Three years in the making, the Payy Visa card hides stablecoin transactions using clever cryptographic proofs and a custom-built ledger, avoiding the situation where non-custodial card spending can be looked up and traced on public blockchains.
Former Apple iOS engineer Sid Gandhi, co-founder of the team that built the Payy card, thinks it’s irresponsible, unethical, even borderline illegal – taking General Data Protection Regulation (GDPR) into consideration – to offer users on-chain financial services where every single transaction and balance is publicly visible on the blockchain forever.
“Either I’m crazy or everyone else is crazy, because you just can’t build a financial system without the core pillar of confidentiality,” Polybase Labs CEO Gandhi said in an interview.
“We spent two years building a layer two payments network from scratch. We didn’t use EVM [Ethereum Virtual Machine-compatible blockchain] or anything like that, because they’re not usable for private payments,” he added.
In the same way that people’s online activity is tracked and exploited, a “scary future” lies ahead where it’s possible to start relating IP addresses to blockchain wallets, meaning on-chain activity can be matched to emails, Instagram or Facebook profiles, according to Gandhi.
Under the hood, Payy uses zero-knowledge proofs (ZKPs) to allow an authorization when tapping the card; a Payy Network blockchain transaction then debits the amount from the user’s wallet to quickly settle with Visa.
The Payy team took inspiration from privacy networks like Zcash, Monero and Aztec, Gandhi said. But unlike these earlier privacy blockchains, Payy was focused from the beginning doing private stablecoin transactions in a regulatory compliant manner, avoiding obstacles that would hamper acceptance and user uptake.
“All the other existing privacy technologies don’t have this idea of compliance baked in,” Gandhi said. “We’ve been thinking about compliance and privacy for a very long time, and realized that you have to continue doing the existing AML [anti-money laundering] and compliance operations, even if you have a privacy network.”

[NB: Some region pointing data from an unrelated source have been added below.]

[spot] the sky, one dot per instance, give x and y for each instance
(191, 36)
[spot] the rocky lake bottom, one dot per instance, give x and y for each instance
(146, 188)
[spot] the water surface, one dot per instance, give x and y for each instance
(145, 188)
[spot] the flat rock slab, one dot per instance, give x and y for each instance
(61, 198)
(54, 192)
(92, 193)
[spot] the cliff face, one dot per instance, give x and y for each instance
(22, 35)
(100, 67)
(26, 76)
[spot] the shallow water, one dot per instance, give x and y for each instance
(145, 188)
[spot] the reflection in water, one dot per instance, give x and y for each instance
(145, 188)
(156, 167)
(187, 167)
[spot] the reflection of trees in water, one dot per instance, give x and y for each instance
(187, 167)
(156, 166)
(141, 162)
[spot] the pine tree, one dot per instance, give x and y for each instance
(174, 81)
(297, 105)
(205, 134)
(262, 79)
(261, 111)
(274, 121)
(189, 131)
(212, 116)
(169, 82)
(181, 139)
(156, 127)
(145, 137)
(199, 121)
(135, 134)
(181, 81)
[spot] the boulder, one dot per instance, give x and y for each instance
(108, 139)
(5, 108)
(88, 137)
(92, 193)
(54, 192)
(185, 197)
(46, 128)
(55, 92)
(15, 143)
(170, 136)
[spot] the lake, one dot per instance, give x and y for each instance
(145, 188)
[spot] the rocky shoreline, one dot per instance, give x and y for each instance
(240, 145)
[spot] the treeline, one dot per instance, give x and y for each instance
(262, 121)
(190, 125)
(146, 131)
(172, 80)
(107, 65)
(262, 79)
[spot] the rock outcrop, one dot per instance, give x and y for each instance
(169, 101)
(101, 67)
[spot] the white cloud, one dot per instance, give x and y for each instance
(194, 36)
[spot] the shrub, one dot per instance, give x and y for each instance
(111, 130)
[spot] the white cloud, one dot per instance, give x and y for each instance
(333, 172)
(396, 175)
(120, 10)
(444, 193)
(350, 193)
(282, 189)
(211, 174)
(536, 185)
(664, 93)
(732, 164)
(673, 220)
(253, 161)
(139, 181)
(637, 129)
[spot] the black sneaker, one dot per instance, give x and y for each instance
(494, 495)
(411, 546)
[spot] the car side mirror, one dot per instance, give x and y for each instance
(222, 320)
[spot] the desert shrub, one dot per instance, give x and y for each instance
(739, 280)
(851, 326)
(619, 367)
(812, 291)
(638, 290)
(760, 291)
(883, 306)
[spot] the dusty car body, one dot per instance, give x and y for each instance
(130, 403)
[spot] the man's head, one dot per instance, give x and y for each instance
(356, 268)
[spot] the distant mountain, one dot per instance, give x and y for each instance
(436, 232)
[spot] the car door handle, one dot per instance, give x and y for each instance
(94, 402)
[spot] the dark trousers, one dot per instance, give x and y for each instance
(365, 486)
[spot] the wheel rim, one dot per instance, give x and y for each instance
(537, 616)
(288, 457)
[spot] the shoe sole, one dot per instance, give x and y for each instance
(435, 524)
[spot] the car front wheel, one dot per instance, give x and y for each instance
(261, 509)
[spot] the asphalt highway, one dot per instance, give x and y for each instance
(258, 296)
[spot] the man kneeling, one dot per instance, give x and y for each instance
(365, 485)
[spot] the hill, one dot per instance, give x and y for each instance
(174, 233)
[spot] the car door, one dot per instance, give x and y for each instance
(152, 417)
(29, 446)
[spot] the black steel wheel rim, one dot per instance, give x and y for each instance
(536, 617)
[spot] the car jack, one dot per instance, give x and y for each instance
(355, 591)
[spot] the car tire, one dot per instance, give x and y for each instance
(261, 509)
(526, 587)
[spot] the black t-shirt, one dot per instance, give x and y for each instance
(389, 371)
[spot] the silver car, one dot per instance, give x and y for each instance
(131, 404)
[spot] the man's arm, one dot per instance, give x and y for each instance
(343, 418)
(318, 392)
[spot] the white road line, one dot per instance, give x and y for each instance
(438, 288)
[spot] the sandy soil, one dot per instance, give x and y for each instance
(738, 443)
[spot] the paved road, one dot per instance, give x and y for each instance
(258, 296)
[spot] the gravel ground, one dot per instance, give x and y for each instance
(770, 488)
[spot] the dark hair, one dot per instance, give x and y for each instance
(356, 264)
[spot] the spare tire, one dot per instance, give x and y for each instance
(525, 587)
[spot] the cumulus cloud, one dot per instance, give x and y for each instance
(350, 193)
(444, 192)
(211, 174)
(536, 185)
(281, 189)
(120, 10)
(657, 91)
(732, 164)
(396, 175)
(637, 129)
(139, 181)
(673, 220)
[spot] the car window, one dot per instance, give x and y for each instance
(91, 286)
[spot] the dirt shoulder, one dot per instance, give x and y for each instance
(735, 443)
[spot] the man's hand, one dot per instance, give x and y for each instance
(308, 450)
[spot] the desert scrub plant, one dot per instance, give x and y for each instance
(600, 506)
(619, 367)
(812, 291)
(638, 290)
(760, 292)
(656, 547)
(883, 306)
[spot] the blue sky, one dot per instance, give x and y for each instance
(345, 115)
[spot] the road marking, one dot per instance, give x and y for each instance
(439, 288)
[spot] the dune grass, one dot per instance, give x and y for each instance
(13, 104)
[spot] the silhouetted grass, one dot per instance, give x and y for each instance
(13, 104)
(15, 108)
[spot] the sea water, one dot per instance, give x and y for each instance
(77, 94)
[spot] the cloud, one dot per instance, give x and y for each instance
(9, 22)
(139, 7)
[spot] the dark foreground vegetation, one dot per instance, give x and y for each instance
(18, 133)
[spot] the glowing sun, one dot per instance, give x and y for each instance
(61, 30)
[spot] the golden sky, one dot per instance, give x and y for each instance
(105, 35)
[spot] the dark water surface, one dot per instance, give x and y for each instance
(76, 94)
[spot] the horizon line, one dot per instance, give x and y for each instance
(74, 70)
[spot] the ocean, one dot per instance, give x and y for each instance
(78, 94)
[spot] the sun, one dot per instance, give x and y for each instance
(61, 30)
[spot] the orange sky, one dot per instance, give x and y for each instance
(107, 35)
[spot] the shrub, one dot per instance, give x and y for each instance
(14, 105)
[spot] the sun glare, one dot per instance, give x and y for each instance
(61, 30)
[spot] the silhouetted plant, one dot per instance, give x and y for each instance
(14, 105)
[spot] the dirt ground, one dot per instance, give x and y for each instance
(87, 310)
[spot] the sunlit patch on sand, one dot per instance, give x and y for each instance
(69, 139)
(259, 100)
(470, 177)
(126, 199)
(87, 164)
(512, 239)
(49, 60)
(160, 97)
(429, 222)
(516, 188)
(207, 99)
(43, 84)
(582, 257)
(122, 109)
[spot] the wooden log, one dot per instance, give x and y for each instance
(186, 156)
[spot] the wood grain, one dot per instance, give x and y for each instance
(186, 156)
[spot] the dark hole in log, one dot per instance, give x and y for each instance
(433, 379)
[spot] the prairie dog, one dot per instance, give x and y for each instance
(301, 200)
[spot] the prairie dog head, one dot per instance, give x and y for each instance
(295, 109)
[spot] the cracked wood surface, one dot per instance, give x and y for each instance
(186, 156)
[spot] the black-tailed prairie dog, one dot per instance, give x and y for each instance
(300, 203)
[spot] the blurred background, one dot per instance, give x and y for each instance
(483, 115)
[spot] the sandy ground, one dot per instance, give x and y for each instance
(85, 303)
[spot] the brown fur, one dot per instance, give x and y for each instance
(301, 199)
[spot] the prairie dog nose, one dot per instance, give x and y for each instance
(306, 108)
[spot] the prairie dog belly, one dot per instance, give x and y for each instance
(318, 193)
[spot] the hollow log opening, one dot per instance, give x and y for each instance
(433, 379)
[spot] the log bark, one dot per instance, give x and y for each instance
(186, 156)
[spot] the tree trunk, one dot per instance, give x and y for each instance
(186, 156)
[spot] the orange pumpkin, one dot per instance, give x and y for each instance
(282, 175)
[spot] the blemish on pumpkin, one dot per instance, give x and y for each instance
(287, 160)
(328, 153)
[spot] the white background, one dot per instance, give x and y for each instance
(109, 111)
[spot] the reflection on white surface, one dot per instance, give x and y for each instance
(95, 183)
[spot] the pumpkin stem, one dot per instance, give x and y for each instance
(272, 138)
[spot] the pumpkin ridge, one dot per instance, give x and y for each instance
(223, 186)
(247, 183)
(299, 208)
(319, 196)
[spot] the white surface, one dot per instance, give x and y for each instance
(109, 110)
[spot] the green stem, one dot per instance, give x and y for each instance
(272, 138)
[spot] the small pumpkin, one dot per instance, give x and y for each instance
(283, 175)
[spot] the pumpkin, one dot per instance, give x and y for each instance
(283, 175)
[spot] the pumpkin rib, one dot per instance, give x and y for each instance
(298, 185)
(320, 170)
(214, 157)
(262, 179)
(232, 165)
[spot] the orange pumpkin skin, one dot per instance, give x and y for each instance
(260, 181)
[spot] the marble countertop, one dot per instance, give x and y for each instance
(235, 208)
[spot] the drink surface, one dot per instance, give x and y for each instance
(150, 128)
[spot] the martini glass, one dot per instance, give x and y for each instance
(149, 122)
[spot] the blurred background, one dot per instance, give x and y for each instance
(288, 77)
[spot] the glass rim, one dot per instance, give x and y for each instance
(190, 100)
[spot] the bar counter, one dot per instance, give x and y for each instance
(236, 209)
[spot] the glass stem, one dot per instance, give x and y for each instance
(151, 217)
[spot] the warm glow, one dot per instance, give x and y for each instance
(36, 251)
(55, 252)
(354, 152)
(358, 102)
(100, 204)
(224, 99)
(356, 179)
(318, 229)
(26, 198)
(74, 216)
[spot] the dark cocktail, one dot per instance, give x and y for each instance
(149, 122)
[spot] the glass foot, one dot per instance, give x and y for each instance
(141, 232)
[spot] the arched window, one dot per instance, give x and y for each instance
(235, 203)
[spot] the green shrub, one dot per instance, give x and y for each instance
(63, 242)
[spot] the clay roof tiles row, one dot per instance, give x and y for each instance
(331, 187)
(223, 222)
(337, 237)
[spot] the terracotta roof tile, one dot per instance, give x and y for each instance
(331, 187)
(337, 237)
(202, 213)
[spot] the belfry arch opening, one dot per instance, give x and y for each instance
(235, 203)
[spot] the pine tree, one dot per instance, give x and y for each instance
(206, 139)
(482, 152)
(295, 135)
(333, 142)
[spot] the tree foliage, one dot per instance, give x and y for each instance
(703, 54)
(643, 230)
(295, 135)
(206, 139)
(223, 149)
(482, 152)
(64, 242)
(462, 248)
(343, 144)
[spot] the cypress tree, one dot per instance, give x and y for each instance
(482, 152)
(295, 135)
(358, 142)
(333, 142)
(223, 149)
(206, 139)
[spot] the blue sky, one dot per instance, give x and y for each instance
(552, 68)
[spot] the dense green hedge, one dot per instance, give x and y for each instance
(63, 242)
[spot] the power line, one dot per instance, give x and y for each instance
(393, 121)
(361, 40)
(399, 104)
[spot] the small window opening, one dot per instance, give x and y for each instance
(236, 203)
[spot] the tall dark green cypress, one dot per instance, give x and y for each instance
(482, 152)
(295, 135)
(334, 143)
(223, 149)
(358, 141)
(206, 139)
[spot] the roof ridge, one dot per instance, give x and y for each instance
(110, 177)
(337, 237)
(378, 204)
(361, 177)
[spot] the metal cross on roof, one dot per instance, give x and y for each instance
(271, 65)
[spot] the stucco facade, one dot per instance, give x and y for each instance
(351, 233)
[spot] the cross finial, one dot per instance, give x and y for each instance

As well as solving for privacy, Gandhi claims his card has the easiest onboarding and user experience of any wallet and crypto payment offering on the market.
“I have tried everything. Even my sophisticated non-crypto friends will never be able to use any of these solutions. I can say that confidently. Our philosophy is that the product should be usable by anyone and everyone. Every single iteration of an on-chain bank for the last 10 years that we have seen is not usable.” he said.
To date, Payy builder Polybase Labs has raised funds from Robot Ventures, DBA Crypto, 6th Man Ventures, Orange DAO, Protocol Labs and others.
“Payy finally built a real alternative to consumer banking,” said Robot Ventures partner Robert Leshner, in a statement. “You can now save and spend self-custodied stablecoins privately without ever knowing they’re on a blockchain. And it just works.”